Hoofdstuk II. Toepassing

Artikel 3

Het bij of krachtens deze wet bepaalde is niet van toepassing op oorlogsschepen, schepen in gebruik als marinehulpschepen of andere schepen in eigendom van of in beheer bij een staat ten tijde dat zij uitsluitend worden gebruikt in dienst van de overheid voor andere dan handelsdoeleinden.

Artikel 4

Bij algemene maatregel van bestuur kunnen categorieën van schepen geheel of gedeeltelijk van een of meer bij of krachtens deze wet gegeven regels en voorschriften worden uitgezonderd.

Artikel 5

  • 1 Een verplichting die ingevolge deze wet rust op de eigenaar van een schip, rust tevens op de rompbevrachter van dat schip.

  • 2 De rompbevrachter is de partij bij een overeenkomst tot exploitatie van een schip, de rompbevrachtingsovereenkomst, jegens wie de wederpartij, de rompvervrachter, zich verbindt een zeeschip zonder bemanning voor een bepaalde tijd ter beschikking te stellen, zonder daarover nog enige zeggenschap te houden.

Hoofdstuk III. Algemene bepalingen

§ 1. Lozingsverbod en voorzieningen

Artikel 6

  • 1 Het is verboden vanaf een buitenlands schip een schadelijke stof in zee of in de binnenwateren te lozen behoudens in de gevallen en op de wijze vastgesteld in het Marpol-verdrag en het Milieuprotocol bij het Antarcticaverdrag.

  • 2 Het is verboden vanaf een buitenlands schip opzettelijk stoffen die de ozonlaag aantasten als bedoeld in Bijlage VI van het MARPOL-verdrag uit te stoten, behoudens in de gevallen en op de wijze vastgesteld in die Bijlage.

  • 3 Het is verboden aan boord van een buitenlands schip brandstofolie te gebruiken die niet voldoet aan de eisen die daaraan in Bijlage VI van het MARPOL-verdrag worden gesteld.

  • 4 Het is verboden om afval en andere stoffen als bedoeld in voorschrift 16 van Bijlage VI van het MARPOL-verdrag aan boord van een buitenlands schip te verbranden, behoudens in de gevallen en op de wijze vastgesteld in die Bijlage.
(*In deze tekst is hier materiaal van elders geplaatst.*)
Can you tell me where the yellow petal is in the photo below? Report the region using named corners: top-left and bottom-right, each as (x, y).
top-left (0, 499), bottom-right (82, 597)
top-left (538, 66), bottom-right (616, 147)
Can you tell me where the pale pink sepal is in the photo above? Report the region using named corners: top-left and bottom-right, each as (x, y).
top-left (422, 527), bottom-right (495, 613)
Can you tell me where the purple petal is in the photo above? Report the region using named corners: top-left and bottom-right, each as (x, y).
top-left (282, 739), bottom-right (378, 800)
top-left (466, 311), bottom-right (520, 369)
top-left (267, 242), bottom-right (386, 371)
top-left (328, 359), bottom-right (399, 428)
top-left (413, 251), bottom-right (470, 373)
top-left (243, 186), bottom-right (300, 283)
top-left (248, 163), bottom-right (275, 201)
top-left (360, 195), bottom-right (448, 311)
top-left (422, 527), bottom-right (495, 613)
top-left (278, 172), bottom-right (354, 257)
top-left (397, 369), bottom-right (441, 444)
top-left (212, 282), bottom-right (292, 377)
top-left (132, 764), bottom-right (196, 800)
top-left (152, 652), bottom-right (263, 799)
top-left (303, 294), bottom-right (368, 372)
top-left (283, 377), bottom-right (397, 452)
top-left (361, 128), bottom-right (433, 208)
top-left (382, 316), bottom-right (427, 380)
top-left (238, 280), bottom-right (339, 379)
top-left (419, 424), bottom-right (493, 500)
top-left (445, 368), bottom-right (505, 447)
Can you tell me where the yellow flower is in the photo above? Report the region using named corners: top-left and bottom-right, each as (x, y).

  • 5 Het is verboden met een buitenlands schip ballastwater of sediment uit ballastwater in te nemen of te lozen op een andere wijze dan zoals voorgeschreven in de bijlage bij het Ballastwaterverdrag.

  • 6 Het is verboden met een schip ballastwater te lozen gedurende een nader onderzoek als bedoeld in artikel 20, tweede lid, of voor zolang het schip op grond van artikel 23 is aangehouden.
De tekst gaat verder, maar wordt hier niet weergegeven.